Prepared by: Reviewed by: Group Manager: Group:  
John English
Roy Gilbert Alain A. Barbu OEDST

2. Project Objectives and Components:

a. Objectives
Long-term: to improve and expand investment in small-scale irrigation.

Immediate: to enhance the capacities of private institutions involved in providing equipment, services, and financing for small-scale irrigation investments.

b. Components
Project activities were divided into seven components (with estimated cost at appraisal in parentheses):
Support to the implementing agency: (US$0.48 million - 11 percent of base cost). This was to strengthen the institutional and technical capacity of APROFA (the Agricultural supply chain promotion agency) the implementing agency for the project.
Technical and management support services training (US$1.09 million - 26 percent of base costs).
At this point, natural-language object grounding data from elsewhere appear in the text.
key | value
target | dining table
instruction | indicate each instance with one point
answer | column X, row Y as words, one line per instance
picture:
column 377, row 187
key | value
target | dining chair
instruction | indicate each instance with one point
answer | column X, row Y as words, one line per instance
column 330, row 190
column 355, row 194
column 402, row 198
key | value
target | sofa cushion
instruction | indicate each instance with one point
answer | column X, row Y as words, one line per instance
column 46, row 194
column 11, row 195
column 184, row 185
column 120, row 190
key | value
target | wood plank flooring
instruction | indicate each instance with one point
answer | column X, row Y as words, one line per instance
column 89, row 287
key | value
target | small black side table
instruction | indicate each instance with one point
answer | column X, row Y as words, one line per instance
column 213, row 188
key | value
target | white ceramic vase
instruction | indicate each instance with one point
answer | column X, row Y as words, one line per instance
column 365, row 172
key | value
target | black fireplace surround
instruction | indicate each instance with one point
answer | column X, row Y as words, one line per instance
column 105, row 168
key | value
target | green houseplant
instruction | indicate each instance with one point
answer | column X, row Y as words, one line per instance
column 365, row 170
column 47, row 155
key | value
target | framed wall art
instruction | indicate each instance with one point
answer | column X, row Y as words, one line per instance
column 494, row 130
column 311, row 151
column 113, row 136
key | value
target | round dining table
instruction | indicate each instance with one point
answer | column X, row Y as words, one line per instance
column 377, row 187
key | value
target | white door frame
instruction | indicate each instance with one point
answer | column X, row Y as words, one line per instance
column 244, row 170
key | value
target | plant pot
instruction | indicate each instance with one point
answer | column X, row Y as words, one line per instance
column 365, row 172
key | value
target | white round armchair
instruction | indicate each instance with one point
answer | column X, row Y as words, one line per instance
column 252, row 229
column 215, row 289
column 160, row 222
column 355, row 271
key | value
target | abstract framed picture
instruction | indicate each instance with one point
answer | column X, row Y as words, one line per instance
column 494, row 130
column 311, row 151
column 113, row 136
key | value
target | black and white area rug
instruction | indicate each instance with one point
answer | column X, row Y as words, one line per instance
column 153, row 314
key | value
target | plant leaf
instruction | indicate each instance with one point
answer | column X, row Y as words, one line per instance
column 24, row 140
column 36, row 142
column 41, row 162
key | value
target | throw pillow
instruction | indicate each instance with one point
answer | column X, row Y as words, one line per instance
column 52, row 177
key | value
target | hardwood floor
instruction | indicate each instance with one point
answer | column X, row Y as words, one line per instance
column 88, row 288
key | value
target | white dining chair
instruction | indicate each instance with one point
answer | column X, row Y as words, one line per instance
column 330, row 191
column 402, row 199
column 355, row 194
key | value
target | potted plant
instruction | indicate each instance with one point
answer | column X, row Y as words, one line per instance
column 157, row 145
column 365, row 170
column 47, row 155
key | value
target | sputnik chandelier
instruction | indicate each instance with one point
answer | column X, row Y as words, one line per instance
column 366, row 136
This was aimed at providing training to (i) enable small-scale irrigators to better operate and maintain irrigation equipment, and to identify the most cost-effective small irrigation investments; (ii) enable producers and private entities in the irrigation sector to devise more appropriate investment plans; and (iii) enhance the ability of financing institutions to perform technical evaluations of sub-sectoral investments.
Legal services and technical studies - (US$0.44 million - 10 percent of base cost). Aimed to grant private farmers official land titles, creating officially recognized producers' groups and carrying out technical studies pertaining to irrigation development.
Testing of irrigation equipment (US$0.71 million - 17 percent of base cost). To identify and disseminate equipment suited to the needs of small-scale producers.
Capacity building (US$0.17 million - 4 percent of base cost). To improve the institutional and financial capacities of producers' organizations and independent private irrigation farmers.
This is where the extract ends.